The functionality of the torso harness may be integrated into the waistband, to support the subject at the waist instead of the torso.

Claims

1. A gait rehabilitation apparatus comprising:

an articulated mechanical shadow leg configured to mimic the movement of a biological leg;

a first member extending from the shadow leg and having a first biological leg attachment formation defined thereon;

wherein the first member extends in a substantially anteroposterior direction relative to the shadow leg in use.

2. A gait rehabilitation apparatus according to claim 1, comprising:

a second member extending from the shadow leg and having a second biological leg attachment formation defined thereon; wherein the second member extends in a substantially anteroposterior direction relative to the shadow leg in use

3. A gait rehabilitation apparatus according to claim 2, in which the articulated shadow leg comprises an upper leg portion articulated about a shadow hip joint at an upper end in use.

4. A gait rehabilitation apparatus according to claim 3, in which the first member extends from proximate the shadow hip joint, and the second member extends proximate a knee region of the shadow leg.

5. A gait rehabilitation apparatus according to claim 2, in which the articulated shadow leg comprises a lower leg portion articulated about a shadow knee joint at an upper end in use.

6. A gait rehabilitation apparatus according to claim 5, in which the first member extends from proximate the shadow knee joint, and the second member extends proximate an ankle region of the shadow leg.

7. A gait rehabilitation apparatus according to claim 2, in which the articulated shadow leg comprises a foot portion articulated about a shadow ankle joint at an upper end in use.

8. A gait rehabilitation apparatus according to claim 7, in which the first member extends from proximate the shadow ankle joint, and the second member extends proximate a foot region of the shadow leg.

9. A gait rehabilitation apparatus according to claim 2, comprising:

a third member extending from the shadow leg and having a third biological leg attachment formation defined thereon; wherein the third member extends in a substantially anteroposterior direction relative to the shadow leg in use.

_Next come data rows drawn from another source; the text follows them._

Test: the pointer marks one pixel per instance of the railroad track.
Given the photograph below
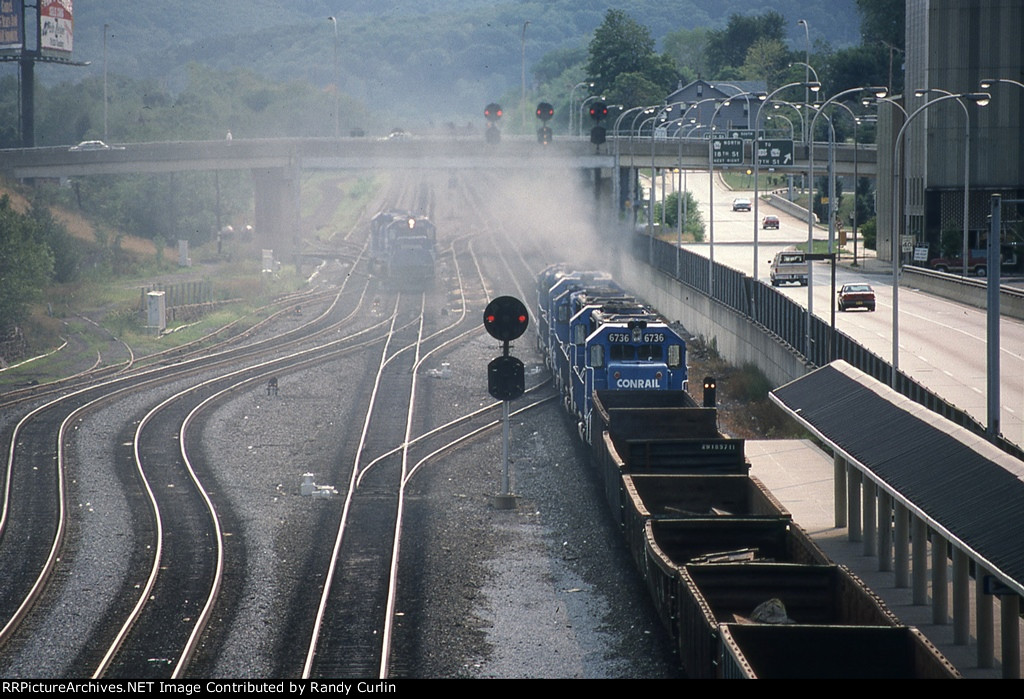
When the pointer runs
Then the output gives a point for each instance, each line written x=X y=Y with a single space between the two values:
x=427 y=425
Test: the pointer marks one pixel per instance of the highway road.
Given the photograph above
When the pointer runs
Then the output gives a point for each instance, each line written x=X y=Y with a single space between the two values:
x=941 y=344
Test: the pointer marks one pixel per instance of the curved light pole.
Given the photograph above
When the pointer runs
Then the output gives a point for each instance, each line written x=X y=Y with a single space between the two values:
x=967 y=167
x=980 y=98
x=711 y=186
x=856 y=175
x=878 y=91
x=107 y=29
x=522 y=62
x=337 y=87
x=633 y=129
x=582 y=105
x=615 y=185
x=813 y=87
x=585 y=83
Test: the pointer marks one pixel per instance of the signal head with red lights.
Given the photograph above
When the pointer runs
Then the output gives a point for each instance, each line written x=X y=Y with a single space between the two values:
x=506 y=318
x=493 y=112
x=598 y=111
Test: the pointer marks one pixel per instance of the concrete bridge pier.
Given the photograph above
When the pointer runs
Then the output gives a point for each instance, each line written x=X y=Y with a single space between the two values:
x=276 y=216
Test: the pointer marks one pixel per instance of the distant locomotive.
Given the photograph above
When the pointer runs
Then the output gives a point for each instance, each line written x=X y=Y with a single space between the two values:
x=401 y=246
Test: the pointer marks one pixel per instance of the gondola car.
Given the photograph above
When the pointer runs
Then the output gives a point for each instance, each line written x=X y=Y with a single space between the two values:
x=740 y=588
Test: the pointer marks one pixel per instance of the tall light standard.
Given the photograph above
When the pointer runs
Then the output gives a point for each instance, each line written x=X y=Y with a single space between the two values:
x=979 y=98
x=878 y=92
x=107 y=29
x=967 y=166
x=615 y=184
x=813 y=87
x=576 y=87
x=522 y=95
x=807 y=66
x=583 y=104
x=856 y=175
x=711 y=187
x=337 y=87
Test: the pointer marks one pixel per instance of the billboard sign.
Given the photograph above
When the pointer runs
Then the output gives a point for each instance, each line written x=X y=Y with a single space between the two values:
x=56 y=28
x=11 y=28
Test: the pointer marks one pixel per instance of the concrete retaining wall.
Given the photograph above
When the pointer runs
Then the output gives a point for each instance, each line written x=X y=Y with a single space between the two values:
x=972 y=292
x=738 y=340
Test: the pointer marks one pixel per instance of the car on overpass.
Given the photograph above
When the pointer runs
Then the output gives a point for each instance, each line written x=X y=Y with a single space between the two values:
x=856 y=295
x=95 y=145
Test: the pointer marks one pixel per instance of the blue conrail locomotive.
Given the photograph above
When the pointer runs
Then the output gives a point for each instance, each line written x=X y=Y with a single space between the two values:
x=596 y=337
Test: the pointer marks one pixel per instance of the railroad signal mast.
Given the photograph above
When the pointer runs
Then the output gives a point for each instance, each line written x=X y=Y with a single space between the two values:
x=544 y=112
x=506 y=318
x=493 y=113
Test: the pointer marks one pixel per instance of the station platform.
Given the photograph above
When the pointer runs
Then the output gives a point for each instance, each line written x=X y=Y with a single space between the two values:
x=800 y=475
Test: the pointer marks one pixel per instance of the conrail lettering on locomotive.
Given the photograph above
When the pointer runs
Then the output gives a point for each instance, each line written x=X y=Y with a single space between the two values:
x=638 y=383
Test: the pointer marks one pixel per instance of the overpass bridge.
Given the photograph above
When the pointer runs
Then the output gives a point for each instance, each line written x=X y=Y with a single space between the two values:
x=276 y=163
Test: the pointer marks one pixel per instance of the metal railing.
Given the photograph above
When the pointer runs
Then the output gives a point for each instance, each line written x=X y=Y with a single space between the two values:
x=785 y=321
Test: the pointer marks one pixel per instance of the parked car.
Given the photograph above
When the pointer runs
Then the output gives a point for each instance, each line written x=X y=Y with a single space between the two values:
x=858 y=295
x=976 y=265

10. A gait rehabilitation apparatus according to claim 9, in which the articulated shadow leg comprises:

an upper leg portion articulated about a shadow hip joint at an upper end in use; and,

a lower leg portion connected to the upper leg portion and articulated about a shadow knee joint at an upper end in use.

11. A gait rehabilitation apparatus according to claim 10, in which the first member extends from proximate the shadow hip joint, the second member extends proximate the shadow knee joint and the third member extends proximate an ankle region of the shadow leg.

13. A gait rehabilitation apparatus according to claim 11, comprising:

a fourth member extending from the shadow leg and having a fourth biological leg attachment formation defined thereon; wherein the fourth member extends in a substantially anteroposterior direction relative to the shadow leg in use.

14. A gait rehabilitation apparatus according to claim 13, in which the articulated shadow leg comprises a foot portion connected to the lower leg portion and articulated about a shadow ankle joint at an upper end in use.

15. A gait rehabilitation apparatus according to claim 14, in which the fourth member extends proximate a foot region of the shadow leg.

16. A method of gait rehabilitation comprising the steps of:

providing an articulated mechanical shadow leg configured to mimic the movement of a biological leg;

providing a first member connected to the shadow leg;

providing a second member connected to the shadow leg;

attaching the first and second members to the biological leg of a subject such that the first and second members extend in a substantially anteroposterior direction; and,

using the shadow leg to guide and/or provide force input to the biological leg.